Regular price $ 16.95

by Victor Serge, Translated by James Brook

PM Press

5/1/2017, paperback

SKU:  9781629633824

 

Victor Serge (1890-1947) played many parts, as he recounted in his indelible Memoirs of a Revolutionary. The son of anti-czarist exiles in Brussels, Serge was a young anarchist in Paris; a syndicalist rebel in Barcelona; a Bolshevik in Petrograd; a Comintern agent in Central Europe; a comrade of Trotsky's; a friend of writers like Andrei Bely, Boris Pilnyak, and André Breton; a prisoner of Stalin; a dissident Marxist in exile in Mexico . . . A novelist, a literary critic, a political journalist, and a historian of the Russian Revolution, Serge was also a formidable poet. In A Blaze in a Desert: Selected Poems, Victor Serge bears witness to decades of revolutionary upheavals in Europe and the advent of totalitarian rule; many of the poems were written during the "immense shipwreck" of Stalin's ascendancy. In poems datelined Petrograd, Orenburg, Paris, Marseille, the Caribbean, and Mexico, Serge composed elegies for the fallen who, like him, endured prison, exile, and bitter disappointment in the revolutions of the first half of the twentieth century: Night falls, the boat pulls in, stop singing. Exile relights its captive lampson the shore of time. A Blaze in a Desert comprises Victor Serge's sole published book of poetry, Resistance (1938), his unpublished manuscript Messages (1946), and his last poem, "Hands" (1947).

Reviews:

"The voice of Victor Serge is needed now more than ever, and James Brook provides a fine edition and translation of his poems, bringing out the close relation between poetic expression and sensibility, and humane, revolutionary political engagement. History and the cosmos, individual and collective hopes, dreams and loss trace a subtle dance in this moving collection." --Bill Marshall, author, Victor Serge: The Uses of Dissent and Guy Hocquenghem: Beyond Gay Identity

"The poems reflect a life filled with challenging political and personal circumstances. They are beautiful and often suffused with strong feelings of great sadness, aching, and longing and he moves from anger, sorrow, and grief to love, occasionally displaying flashes of wry humour." --Rebecca Townsend, Socialist Review

About the Contributors:

Victor Serge (1890-1947) was an anarchist firebrand, who wrote three novels, was arrested, and lived in precarious exile throughout his life.

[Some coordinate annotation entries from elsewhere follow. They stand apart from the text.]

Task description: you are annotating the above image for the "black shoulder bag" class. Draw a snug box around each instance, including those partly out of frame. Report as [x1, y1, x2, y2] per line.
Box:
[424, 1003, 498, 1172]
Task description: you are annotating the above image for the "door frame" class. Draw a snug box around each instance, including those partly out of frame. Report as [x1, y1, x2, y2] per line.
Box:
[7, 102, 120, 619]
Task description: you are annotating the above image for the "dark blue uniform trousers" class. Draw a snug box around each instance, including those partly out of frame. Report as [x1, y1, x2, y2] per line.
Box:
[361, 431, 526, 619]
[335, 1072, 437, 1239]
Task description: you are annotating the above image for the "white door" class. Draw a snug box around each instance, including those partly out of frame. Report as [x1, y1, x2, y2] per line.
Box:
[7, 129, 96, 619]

James Brook (translator and editor) is a poet whose translations include works by Guy Debord, Henri Michaux, Gellu Naum, and Benjamin Péret. He is the principal editor of Resisting the Virtual Life (with Iain Boal) and Reclaiming San Francisco (with Chris Carlsson and Nancy J. Peters). The New York Times named his translation of Jean-Patrick Manchette's The Prone Gunman a Notable Book.